# Review - ProFlex Polypropylene Chimney Sweep Rods



## FixedGearFlyer (Oct 26, 2010)

Our chimney is about 34 feet from cleanout to cap and is perched on a 10/12 metal roof. With the amount of snow that we get on the Southern shore of Lake Superior, it's a bit challenging to get to the cap in the winter. I wanted to get a set of flexible rods that would let me clean the chimney from the cleanout door in the basement. I need the flexible rods because our 7x7 clay-tiled flue is connected to a central wood furnace in the basement, with the thimble about 4 feet off the floor and the cleanout about 1 foot off the floor. The flue itself is a straight run to the cap, but trying to make the 90 degree bend from the floor through the cleanout was too much for a fiberglass rod. 
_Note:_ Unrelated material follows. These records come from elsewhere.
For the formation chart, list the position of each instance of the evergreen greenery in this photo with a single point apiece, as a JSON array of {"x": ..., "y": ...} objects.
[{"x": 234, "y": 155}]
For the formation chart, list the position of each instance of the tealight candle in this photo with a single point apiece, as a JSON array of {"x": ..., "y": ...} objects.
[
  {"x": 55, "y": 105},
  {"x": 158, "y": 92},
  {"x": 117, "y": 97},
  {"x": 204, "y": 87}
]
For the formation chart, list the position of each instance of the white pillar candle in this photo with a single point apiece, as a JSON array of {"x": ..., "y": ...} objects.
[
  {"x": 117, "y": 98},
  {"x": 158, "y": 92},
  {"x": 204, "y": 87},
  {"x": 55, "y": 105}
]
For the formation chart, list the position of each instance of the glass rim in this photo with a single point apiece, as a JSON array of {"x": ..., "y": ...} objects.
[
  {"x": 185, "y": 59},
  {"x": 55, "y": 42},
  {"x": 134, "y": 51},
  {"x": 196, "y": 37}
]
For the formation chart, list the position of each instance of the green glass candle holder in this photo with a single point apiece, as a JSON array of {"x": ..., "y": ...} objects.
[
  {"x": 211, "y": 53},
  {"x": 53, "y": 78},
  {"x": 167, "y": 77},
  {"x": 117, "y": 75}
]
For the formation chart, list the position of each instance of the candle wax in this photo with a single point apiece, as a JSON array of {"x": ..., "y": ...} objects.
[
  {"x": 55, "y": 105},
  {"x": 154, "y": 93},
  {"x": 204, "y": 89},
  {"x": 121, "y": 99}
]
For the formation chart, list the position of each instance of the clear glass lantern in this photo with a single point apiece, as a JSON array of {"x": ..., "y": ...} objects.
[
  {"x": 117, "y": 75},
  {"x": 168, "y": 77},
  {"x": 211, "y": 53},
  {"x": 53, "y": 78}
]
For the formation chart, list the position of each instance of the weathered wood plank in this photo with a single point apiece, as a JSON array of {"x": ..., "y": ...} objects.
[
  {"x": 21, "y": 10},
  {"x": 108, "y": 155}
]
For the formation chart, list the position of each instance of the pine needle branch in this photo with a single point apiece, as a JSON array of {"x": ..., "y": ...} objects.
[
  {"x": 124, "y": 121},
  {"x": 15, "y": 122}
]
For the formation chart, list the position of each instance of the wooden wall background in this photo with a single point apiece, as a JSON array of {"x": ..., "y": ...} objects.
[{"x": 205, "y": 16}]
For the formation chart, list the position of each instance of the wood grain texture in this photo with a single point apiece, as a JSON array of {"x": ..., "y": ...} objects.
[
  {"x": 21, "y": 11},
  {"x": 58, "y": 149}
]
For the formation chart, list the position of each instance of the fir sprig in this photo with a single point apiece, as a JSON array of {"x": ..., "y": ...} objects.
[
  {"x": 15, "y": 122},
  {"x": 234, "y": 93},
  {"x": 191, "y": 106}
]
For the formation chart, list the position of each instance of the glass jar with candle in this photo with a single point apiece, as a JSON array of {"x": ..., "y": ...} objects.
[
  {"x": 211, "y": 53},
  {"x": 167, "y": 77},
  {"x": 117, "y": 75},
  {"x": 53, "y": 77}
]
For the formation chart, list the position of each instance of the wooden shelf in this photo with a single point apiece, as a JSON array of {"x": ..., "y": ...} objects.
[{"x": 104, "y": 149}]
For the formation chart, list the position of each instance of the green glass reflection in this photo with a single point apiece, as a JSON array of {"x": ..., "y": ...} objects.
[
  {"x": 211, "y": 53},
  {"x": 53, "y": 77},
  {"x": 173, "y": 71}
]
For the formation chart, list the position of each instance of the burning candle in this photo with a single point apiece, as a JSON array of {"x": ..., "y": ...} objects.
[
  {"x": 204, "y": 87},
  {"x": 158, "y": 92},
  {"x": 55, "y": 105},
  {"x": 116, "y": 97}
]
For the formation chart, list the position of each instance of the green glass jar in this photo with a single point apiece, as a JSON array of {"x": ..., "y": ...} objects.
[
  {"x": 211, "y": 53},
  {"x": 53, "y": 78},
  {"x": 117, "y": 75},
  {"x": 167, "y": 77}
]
I recently ordered a set of 3/4 inch Proflex Polypropylene rods from NorthlineExpress.com. The rods come in three foot lengths at that diameter and are currently $10.80 per section. I also ordered an adapter that reduced the Proflex thread - which seems to be a unique thread pitch - to a 3/8 inch female NPT thread. The Proflex rods arrived quickly via UPS Ground and shipping was free. As always, NorthlineExpress.com's website was easy to use and the product descriptions were clear. Here's what they said about the rods that I ordered:

_ProFlex Poly Rod 3/4" x 3' -These ProFlex Poly Rods are very flexible rods yet they have the girth to push a brush up or down a chimney. Their polypropylene construction makes them the rods of choice when going through sharp bends, offsets, breaches, or thimbles and their flush brass fittings stop flue tile hang-ups. These rods are generally too flexible for scraper use.

Use a 3/8'' NPT Female to Proflex Female to join ProFlex Rods to 5SB-36048M rods or brushes with a 3/8" NPT Thread.

Flexible – Recommended for light creosote build-up
Too flexible for chimneys with heavy creosote build-up
Reasonable flexibility to navigate through chimneys with 30 degree or greater elbows or bends_

The rods definitely LOOK sturdy - they're massive compared to my fiberglass rods - and my first thought was that they wouldn't be flexible enough to make the bend through the cleanout door. After a scrounging up a 3/8 male NPT to 1/4 female NPT adapter to convert the Proflex adapter to my 7-inch square, metal chimney brush, I gave them a try.

Happily, they made the bend into the chimney quite easily. In practice, the bend was 90 degrees with a radius of about 20 inches. I'm not sure if they would bend much more than that and I was definitely glad I didn't get the 7/8 inch diameter Proflex rods instead. This bend was about all that I dare ask of the 3/4 inch versions. The rods easily pushed the brush about 10 feet into the chimney just by threading the rods in from outside the cleanout door. However, after that I had to reach into the chimney with one hand to stabilize them, or they would flex too much to push the brush farther. It wasn't a problem, but definitely resulted in a sooty arm!

The rods also weren't stiff enough to use a scrubbing motion in the top half of the chimney, including in the section that exits the insulated envelope of the house, which, of course, is where I'm most likely to need it. At those heights, I was able to change from a push to a pull, but going back to a push wasn't possible because of the flex in the rods. Instead, the brush had to be brought back down to the 8 or 10 foot level before changing directions. The NorthlineExpress product description was dead-on: for light creosote or soot, they work perfectly. However, for heavy creosote, glazed creosote, or scraper brushes, I think they would create a lot of frustration. 

We've also been using an anti-creosote powder from Rutland, which will hopefully keep our creosote loose and unglazed during the winter so that cleaning from the bottom will be effective. I really don't want to crawl around on that steep metal roof when it's snow covered and wet, and these rods will be perfect if we can keep the chimney fairly clean through efficient burning, seasoned wood, and the anti-creosote powder. However, if we get any hard deposits or glazed creosote in the top 10 feet of the chimney, a trip up top will be required.

All in all, the ProFlex rods did exactly what they were advertised to do and have the limitations that were clearly explained in the product description. If you have a need that falls within that envelope, you may find that they're perfect for your application, like I did. Just be prepared to break out an alternative plan if the scope of your needs expands.


----------